Cheniere Reports Loss of $52.6 Million for Q4 2007

Cheniere Energy, Inc. reported a net loss of $52.6 million, or $1.14 per share (basic and diluted), for the fourth quarter of 2007 compared with a net loss of $93.3 million, or $1.71 per share (basic and diluted), during the corresponding period in 2006. For the year ended December 31, 2007, Cheniere reported a loss of $181.8 million, or $3.60 per share (basic and diluted) compared to a net loss of $145.9 million, or $2.68 per share (basic and diluted), for the comparable period 2006.

Results for the quarter and year ended December 31, 2007 were primarily impacted by costs associated with the continued development of our LNG terminal platform and related pipeline infrastructure, including construction of the Sabine Pass LNG receiving terminal and Creole Trail pipeline, the expansion of our organization in preparation for operations and financing activities, including the formation of Cheniere Energy Partners, L.P.

"We are very pleased with the progress we have made on the development of our platform," said Charif Souki, Chairman and CEO. "After approximately three years of construction, the Sabine Pass LNG receiving terminal is scheduled to come on line in the second quarter of 2008 with an initial send out capacity of 2.6 Bcf/d and storage capacity of 10.1 Bcf. The Creole Trail pipeline, designed to provide 2.0 Bcf/d takeaway capacity from the terminal, is also scheduled to come on line concurrently with the initial start up of the Sabine Pass LNG receiving terminal. Construction will continue in order to expand the terminal to a total send out capacity of 4.0 Bcf/d and total storage capacity of 16.8 Bcf by second quarter 2009. Construction is on track and on budget."

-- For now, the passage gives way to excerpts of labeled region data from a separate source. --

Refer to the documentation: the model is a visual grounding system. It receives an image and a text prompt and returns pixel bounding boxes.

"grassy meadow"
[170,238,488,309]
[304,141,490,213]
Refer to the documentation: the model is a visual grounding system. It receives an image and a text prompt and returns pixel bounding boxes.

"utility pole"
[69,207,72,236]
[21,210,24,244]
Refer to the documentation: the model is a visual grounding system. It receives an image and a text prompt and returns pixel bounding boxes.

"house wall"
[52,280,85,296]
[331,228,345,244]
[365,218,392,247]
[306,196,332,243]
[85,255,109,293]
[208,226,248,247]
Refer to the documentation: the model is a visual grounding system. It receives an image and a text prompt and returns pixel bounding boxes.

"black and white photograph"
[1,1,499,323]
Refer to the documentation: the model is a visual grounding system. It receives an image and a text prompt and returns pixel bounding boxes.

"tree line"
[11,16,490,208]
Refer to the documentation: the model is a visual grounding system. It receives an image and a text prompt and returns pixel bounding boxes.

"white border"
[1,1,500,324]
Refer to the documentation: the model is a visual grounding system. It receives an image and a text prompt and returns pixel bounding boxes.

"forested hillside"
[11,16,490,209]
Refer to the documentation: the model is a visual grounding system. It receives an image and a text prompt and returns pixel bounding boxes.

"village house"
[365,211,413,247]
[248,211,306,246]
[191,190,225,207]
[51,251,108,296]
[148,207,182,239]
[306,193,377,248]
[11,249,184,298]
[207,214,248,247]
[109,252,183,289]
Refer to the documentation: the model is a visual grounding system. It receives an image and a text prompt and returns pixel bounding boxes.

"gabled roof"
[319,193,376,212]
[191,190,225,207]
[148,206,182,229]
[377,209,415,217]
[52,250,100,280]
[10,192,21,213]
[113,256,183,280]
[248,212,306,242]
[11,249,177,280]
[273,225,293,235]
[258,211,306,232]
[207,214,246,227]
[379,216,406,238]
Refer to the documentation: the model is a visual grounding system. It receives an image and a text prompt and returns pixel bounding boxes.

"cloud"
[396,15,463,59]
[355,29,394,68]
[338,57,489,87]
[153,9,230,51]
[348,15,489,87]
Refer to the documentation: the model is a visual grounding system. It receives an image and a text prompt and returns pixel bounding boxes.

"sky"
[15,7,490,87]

Results were primarily impacted by LNG receiving terminal and pipeline development costs and G&A expenses. Loss from operations was $163.9 million in 2007 compared to $75.9 million in 2006. LNG receiving terminal and pipeline development expenses increased from $12.1 million in 2006 to $34.7 million in 2007. Expenses primarily include salaries for employees developing the Sabine Pass LNG receiving terminal and Creole Trail pipeline.

General and administrative costs increased from $58.0 million in 2006 to $122.0 million in 2007. The increase in expenses is primarily due to expansion of our corporate and marketing operations and includes non-cash compensation expense related to the expensing of stock options and restricted stock beginning in 2006. The number of employees has increased from 237 in 2006 to 376 in 2007. Interest expense increased from $54.0 million in 2006 to $104.6 million in 2007 due to an increase in average debt outstanding year over year. Interest income increased from $49.1 million in 2006 to $82.6 million in 2007 due to an increase in the average outstanding cash balance year over year.